Jessica Mendoza isn’t paid by the Mets to broadcast for ESPN, and ESPN hasn’t paid Mendoza to advise the Mets. But still. “[A]s media members,” Carig wrote last August, “broadcasters are given access to clubhouses prior to games. They have also typically been granted private sessions with managers prior to games. But for those who are also advising other teams, the only thing preventing them from relaying information gathered in those settings to their other employers is their own sense of ethics.”
The question becomes just how willing either a team or a media outlet is to take the gamble on the conflict-of-interest side of the matter. Jessica Mendoza’s ESPN broadcasting has taken her to cover games involving the New York Mets direct, divisional rivals such as the Phillies and the Atlanta Braves, not to mention those involving the Yankees, who don’t play in the Mets’ division but who do share the nation’s largest media market with them. Carig observed, too, that there are lots of “voices within clubhouses” who don’t see much issue with media members working concurrently in team advisory capacities, even those of opposing teams.
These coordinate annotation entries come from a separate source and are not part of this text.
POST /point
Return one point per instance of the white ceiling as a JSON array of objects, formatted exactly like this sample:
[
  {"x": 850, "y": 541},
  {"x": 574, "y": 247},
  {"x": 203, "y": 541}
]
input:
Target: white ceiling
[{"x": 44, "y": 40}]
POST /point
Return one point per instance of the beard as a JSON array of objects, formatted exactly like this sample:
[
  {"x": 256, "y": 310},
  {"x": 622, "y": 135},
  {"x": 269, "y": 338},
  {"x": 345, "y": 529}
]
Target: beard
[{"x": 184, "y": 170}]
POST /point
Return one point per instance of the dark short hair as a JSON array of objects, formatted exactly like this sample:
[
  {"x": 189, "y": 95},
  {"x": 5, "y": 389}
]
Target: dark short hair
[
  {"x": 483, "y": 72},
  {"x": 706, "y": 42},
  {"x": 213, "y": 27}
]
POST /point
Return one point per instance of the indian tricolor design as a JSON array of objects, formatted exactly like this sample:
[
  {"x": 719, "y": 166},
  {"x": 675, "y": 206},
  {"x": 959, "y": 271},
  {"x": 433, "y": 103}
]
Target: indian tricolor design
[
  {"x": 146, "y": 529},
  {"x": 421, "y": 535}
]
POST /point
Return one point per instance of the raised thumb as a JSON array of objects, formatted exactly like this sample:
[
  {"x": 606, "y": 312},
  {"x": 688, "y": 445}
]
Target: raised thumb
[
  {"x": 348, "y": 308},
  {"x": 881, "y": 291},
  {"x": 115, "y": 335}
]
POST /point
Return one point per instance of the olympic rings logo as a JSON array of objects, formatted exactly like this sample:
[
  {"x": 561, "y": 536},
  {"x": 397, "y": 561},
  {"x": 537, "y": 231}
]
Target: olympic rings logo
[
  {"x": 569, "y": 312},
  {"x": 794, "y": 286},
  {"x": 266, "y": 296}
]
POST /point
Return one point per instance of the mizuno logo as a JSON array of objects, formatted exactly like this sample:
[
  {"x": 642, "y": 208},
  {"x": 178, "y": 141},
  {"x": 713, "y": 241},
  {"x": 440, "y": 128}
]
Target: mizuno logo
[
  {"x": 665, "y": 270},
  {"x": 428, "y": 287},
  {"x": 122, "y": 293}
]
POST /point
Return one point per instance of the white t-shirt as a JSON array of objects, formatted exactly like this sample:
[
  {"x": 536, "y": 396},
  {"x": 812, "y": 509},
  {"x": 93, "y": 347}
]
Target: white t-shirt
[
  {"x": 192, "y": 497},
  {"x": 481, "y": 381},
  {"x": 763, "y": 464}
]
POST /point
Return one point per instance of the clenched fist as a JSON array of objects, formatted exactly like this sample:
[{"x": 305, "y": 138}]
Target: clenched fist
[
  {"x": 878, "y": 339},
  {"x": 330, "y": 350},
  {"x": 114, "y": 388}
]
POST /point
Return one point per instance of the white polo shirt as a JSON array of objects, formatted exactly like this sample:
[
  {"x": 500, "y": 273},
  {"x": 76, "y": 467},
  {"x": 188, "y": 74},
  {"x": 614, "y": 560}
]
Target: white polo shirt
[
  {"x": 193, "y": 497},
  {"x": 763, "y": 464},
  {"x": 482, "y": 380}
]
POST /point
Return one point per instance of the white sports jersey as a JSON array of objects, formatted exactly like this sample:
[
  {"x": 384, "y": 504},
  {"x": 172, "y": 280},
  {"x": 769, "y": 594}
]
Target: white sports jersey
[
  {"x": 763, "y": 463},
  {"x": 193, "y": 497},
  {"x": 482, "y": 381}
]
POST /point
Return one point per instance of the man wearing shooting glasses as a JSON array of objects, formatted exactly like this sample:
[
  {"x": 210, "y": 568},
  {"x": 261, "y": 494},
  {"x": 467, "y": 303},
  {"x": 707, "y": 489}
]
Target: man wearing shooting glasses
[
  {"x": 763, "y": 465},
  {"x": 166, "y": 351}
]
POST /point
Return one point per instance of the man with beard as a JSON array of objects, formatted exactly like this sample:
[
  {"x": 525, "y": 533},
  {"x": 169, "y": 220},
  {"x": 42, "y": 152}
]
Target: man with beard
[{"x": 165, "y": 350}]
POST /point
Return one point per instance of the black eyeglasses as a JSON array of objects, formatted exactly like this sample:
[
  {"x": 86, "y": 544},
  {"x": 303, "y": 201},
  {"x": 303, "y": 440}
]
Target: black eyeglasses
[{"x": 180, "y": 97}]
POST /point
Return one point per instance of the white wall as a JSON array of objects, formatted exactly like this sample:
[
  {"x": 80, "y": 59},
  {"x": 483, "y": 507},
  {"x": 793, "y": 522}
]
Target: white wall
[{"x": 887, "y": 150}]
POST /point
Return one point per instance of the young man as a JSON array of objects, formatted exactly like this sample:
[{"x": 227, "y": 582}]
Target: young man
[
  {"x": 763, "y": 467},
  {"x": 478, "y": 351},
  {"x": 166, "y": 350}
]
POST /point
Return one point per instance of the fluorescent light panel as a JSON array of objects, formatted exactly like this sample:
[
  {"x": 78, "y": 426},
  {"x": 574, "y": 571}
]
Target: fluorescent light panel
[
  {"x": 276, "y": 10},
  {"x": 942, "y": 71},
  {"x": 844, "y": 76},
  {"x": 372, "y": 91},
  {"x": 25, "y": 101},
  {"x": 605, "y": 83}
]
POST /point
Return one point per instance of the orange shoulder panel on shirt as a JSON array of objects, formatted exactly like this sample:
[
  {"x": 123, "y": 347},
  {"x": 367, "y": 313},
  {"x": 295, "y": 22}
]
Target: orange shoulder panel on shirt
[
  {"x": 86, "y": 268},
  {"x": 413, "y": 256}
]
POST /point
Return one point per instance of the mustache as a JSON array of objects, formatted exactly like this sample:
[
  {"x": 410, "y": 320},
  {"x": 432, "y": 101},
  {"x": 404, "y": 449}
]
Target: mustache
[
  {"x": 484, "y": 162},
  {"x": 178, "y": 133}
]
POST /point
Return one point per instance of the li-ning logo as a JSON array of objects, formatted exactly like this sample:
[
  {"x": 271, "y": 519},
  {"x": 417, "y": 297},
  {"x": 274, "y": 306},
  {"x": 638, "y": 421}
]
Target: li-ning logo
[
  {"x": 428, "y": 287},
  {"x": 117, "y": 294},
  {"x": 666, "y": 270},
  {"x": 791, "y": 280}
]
When Mendoza and Rodriguez bantered about the Yankees putting a target on Syndergaard’s back, it didn’t impact the trade deadline, after all. The New York Mets kept Syndergaard and dealt for the Toronto Blue Jays’ Marcus Stroman to shore up their pitching, but the Yankees—who needed starting pitching rather desperately—stood almost absolutely pat. If you could call that dodging a howitzer shell, you still have to face the conflict’s potential for serious ramifications.
All that was before Mendoza unloaded (erroneously, it says here) on Fiers. Whether she finally gets an ESPN pink slip remains undetermined as I write. But the network is pondering a pair of former players to join the team, former Yankee (and Met, Blue Jay, and Royal) pitcher David Cone (now working for the YES Network) and Hall of Fame third baseman Chipper Jones. It’s not impossible that either or both would help keep things balanced for A-Rod if Jessica Mendoza finally is shown the door.
But it’s also not impossible to think that all that might have been avoided further, if ESPN had chosen to reverse the too-long-charted course and engage more genuine reporters and fewer, far fewer former players whose credentials going in are their names and, in several cases, their team ties.